I've just started seeing this appearing in our server logs...
/P/2112/FBA73F59E6F7E78CCFF29DD8BDF46ECCAE5B73145E023BFB207C971E835645245C62CA0296DA6CDA4E62613A9C10C0DADBA941D2AD68005E57EFDC84A8ECD0ADC37C0214AD76755E48D6D1BAABF
It goes on and on for a while. In fact that's less than 10% of just one such event and there are many similar events.
I'm suspecting some attempted hack since we have no folder named "/P/" on our server.
Does anyone recognise this?
BTW, the reason I was looking at the logs at that time was that our server had just crashed, and I can't help wondering if it's related.

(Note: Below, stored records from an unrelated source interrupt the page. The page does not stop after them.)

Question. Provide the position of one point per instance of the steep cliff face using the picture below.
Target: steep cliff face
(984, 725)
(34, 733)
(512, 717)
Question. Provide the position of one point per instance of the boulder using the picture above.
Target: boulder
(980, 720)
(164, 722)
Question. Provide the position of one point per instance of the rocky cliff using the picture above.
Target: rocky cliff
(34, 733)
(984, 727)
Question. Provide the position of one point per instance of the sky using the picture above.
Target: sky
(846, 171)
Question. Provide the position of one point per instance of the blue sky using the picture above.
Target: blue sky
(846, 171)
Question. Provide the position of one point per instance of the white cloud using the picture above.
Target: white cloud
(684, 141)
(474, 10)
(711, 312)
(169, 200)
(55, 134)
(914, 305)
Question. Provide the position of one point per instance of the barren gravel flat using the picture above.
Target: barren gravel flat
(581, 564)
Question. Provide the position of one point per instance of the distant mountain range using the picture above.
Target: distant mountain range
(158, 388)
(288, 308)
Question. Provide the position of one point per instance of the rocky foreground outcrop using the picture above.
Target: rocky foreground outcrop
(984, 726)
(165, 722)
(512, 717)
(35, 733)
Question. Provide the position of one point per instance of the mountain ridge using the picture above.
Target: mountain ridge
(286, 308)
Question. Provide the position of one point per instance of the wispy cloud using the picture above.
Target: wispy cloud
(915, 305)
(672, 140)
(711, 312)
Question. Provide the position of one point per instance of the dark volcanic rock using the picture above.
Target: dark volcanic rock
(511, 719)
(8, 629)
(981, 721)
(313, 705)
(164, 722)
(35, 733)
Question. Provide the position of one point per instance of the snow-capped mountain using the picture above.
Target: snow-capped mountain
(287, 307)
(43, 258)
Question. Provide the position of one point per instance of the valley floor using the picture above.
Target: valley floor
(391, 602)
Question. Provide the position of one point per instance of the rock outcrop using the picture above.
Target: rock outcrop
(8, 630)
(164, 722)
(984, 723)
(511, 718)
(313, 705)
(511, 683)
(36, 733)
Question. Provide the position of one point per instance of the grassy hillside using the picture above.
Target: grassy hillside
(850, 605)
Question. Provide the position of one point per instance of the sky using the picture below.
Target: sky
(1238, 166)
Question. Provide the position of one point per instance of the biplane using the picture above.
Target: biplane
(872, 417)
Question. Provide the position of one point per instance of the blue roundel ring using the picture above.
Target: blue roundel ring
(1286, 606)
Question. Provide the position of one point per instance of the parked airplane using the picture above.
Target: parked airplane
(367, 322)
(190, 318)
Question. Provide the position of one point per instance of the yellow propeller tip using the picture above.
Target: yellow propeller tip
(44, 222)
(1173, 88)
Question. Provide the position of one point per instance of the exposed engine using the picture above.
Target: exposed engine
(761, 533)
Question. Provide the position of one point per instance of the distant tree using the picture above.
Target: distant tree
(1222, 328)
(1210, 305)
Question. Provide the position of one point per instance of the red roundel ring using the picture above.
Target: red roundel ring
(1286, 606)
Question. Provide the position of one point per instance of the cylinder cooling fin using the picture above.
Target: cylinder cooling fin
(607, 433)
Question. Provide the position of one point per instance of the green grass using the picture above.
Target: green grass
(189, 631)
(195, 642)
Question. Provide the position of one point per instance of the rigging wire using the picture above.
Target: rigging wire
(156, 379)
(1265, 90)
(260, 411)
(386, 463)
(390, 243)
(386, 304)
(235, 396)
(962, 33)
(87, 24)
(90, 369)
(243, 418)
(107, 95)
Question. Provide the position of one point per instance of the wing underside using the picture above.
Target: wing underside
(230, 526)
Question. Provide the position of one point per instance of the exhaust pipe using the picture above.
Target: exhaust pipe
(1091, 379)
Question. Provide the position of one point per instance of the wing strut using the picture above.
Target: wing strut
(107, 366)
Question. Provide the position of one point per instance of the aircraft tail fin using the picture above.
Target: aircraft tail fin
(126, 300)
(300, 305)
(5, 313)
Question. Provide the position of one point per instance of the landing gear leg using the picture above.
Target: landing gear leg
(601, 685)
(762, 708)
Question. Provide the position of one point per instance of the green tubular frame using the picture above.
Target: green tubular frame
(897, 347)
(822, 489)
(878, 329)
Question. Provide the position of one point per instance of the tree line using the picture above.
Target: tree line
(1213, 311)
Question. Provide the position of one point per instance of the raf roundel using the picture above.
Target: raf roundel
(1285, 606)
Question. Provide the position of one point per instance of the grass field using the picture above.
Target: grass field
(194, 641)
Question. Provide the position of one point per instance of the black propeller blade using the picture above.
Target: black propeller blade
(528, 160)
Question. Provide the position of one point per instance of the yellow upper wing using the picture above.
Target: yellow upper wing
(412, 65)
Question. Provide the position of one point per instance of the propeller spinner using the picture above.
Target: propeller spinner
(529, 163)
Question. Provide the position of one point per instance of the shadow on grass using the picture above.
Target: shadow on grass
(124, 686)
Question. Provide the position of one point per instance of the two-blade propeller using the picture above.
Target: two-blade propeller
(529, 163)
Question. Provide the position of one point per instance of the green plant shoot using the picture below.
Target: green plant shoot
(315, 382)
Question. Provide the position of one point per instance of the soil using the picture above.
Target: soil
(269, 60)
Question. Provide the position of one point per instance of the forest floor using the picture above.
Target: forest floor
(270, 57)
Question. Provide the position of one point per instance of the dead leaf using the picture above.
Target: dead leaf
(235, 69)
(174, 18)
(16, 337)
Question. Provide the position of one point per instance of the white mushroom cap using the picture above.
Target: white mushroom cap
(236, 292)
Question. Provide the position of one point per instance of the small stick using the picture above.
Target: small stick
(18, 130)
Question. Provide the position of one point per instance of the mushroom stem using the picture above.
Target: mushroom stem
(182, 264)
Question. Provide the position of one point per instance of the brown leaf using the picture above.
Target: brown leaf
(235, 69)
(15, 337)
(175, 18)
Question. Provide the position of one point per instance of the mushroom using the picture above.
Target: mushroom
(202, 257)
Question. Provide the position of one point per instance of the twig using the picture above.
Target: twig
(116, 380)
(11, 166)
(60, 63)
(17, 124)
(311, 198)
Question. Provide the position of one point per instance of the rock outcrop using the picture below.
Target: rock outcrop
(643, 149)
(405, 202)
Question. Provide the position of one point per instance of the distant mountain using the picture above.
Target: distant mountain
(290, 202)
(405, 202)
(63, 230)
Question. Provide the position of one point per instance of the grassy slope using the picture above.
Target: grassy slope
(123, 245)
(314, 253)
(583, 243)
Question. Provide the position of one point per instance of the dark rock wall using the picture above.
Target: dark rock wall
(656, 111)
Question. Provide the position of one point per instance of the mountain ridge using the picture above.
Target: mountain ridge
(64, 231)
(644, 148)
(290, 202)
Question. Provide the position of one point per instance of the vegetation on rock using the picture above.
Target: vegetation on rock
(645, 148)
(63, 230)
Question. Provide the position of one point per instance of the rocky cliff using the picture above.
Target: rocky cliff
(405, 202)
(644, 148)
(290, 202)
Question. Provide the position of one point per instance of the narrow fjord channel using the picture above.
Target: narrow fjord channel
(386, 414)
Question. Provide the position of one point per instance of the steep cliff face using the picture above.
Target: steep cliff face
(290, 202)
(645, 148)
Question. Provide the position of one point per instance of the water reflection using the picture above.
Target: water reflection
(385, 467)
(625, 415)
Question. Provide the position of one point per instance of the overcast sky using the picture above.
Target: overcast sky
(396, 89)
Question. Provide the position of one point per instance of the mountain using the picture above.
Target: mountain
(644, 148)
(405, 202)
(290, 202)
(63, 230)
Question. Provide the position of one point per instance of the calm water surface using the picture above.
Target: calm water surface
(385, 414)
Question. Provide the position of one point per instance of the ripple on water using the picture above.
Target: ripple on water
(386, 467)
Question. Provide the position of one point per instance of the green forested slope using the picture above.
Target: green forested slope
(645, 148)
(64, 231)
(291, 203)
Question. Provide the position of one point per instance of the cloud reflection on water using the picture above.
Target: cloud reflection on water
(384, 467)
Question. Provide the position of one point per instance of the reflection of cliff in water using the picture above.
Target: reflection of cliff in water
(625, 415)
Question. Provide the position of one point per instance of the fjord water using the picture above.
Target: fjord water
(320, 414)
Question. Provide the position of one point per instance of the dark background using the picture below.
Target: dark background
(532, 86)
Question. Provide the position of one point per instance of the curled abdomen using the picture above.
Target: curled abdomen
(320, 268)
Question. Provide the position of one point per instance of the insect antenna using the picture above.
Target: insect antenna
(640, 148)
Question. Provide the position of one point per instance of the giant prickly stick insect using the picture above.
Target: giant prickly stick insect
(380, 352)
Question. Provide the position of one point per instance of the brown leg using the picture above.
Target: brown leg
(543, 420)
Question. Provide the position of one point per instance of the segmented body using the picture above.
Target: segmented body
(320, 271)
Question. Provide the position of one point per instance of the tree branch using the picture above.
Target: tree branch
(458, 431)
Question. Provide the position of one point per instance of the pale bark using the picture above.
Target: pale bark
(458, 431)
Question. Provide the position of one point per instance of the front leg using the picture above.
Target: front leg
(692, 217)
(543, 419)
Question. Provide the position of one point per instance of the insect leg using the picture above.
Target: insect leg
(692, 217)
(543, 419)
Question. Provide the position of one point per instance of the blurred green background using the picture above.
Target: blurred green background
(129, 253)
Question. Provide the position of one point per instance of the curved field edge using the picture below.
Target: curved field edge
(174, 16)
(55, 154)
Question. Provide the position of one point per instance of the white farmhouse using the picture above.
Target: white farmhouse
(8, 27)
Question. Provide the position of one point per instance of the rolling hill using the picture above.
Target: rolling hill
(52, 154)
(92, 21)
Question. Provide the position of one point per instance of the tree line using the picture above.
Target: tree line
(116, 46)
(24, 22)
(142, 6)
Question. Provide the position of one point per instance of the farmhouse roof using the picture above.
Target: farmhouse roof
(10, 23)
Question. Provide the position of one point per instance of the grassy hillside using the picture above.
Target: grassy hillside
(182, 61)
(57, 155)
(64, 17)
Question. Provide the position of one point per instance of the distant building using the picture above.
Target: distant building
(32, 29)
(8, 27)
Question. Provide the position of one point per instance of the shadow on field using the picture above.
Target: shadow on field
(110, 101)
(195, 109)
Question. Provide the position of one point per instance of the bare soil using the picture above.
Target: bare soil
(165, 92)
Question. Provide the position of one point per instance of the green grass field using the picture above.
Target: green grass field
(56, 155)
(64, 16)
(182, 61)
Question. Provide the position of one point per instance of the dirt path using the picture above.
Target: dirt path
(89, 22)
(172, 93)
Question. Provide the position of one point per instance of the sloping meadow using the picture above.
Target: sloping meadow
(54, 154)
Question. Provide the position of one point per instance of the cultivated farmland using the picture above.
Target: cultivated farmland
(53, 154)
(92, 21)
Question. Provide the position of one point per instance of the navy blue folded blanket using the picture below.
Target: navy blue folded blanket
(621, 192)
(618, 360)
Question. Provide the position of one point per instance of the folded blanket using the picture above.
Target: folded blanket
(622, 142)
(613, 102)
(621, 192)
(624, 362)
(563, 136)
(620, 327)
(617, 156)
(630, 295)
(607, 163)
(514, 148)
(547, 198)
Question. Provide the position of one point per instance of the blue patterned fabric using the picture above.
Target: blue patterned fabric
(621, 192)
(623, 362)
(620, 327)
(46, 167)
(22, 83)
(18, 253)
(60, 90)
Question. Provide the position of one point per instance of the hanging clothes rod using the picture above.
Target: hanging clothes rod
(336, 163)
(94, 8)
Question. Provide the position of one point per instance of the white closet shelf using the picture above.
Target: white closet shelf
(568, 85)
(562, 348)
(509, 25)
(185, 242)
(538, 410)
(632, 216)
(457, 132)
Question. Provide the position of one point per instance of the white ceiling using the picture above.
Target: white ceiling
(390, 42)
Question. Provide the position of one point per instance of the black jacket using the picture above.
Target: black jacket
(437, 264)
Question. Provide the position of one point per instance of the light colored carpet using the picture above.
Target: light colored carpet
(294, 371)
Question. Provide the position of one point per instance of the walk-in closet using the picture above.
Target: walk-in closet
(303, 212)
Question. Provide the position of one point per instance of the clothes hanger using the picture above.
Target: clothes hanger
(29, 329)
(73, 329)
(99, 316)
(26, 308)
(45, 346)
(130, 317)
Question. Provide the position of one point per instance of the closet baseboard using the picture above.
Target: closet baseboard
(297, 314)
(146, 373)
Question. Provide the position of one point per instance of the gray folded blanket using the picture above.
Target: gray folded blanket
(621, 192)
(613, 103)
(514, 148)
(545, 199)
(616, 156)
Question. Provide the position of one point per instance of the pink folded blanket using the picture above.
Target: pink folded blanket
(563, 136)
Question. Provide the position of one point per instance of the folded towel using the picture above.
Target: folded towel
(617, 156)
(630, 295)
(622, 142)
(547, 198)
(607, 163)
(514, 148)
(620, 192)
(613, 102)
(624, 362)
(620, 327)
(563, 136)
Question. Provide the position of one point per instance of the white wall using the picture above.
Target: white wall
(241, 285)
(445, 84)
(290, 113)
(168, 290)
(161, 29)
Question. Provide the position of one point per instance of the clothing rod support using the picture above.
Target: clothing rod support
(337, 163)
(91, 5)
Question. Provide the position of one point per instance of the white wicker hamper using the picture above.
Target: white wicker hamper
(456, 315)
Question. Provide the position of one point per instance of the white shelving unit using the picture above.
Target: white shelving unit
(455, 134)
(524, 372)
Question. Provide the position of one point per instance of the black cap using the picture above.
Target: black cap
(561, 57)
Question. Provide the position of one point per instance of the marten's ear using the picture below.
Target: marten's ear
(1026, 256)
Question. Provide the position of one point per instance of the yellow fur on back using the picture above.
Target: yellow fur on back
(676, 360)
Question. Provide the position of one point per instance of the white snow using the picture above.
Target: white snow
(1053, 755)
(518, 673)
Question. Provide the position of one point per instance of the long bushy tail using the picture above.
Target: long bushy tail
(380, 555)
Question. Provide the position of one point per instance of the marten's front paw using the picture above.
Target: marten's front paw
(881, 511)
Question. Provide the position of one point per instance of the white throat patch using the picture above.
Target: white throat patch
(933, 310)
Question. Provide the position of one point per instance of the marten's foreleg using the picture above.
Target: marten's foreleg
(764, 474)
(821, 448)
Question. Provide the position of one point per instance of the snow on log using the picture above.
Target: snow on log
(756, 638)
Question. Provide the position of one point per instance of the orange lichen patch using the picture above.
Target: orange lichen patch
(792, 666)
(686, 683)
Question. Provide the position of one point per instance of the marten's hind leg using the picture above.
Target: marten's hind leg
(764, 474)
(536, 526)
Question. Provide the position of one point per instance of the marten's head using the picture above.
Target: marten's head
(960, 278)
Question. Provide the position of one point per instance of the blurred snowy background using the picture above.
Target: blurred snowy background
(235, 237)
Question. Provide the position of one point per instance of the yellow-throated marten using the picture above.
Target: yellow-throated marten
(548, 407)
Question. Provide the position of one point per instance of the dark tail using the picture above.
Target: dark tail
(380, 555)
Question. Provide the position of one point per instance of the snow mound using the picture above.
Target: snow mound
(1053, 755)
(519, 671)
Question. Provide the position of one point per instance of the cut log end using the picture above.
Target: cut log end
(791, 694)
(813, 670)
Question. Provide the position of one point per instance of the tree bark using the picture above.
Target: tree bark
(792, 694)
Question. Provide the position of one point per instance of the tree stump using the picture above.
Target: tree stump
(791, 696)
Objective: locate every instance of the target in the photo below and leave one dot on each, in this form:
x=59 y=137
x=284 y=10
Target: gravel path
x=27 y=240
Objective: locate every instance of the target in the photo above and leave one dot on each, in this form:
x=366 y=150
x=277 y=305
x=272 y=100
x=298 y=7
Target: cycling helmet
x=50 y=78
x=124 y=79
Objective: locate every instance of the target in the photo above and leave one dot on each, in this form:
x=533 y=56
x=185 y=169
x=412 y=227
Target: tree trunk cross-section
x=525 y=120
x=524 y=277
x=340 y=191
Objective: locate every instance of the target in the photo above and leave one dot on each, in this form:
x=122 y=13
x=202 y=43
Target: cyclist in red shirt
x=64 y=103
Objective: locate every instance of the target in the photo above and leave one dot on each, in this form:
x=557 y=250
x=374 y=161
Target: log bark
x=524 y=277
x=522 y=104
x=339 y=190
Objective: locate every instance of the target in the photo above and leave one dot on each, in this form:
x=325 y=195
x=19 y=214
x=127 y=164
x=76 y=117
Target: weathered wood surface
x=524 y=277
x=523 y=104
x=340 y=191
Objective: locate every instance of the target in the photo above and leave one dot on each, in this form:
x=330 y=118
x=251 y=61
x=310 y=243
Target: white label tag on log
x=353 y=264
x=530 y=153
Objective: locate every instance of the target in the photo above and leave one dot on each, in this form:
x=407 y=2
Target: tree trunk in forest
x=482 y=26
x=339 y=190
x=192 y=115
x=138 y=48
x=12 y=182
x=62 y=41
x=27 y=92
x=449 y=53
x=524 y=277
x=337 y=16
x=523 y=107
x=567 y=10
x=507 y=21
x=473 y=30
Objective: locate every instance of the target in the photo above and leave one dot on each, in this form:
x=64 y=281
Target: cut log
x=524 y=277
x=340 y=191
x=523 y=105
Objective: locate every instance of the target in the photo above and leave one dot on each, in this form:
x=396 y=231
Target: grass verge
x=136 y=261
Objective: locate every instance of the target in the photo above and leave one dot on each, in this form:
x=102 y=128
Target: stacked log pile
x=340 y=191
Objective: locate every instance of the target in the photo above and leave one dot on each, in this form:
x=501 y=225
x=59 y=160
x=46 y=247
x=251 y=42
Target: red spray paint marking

The server is Apache/2.0.54 (Unix) PHP/4.4.2 mod_ssl/2.0.54 OpenSSL/0.9.7a JRun/4.0
Looks like a buffer overflow shellcode attack. I'd expect that the URL is at least 4096 chars long. The HTTP RFC does not specify a maximum URL length, although there are implicit limitations on most of the major servers, so the attacker may be attempting to cause a buffer overflow.
I'd make sure you've read the release notes for your current web server, and check that there are no outstanding security issues.
What's the source IP? Possible that it's some kind of DoS attack or attempt at a buffer overflow. Can you post the entire line?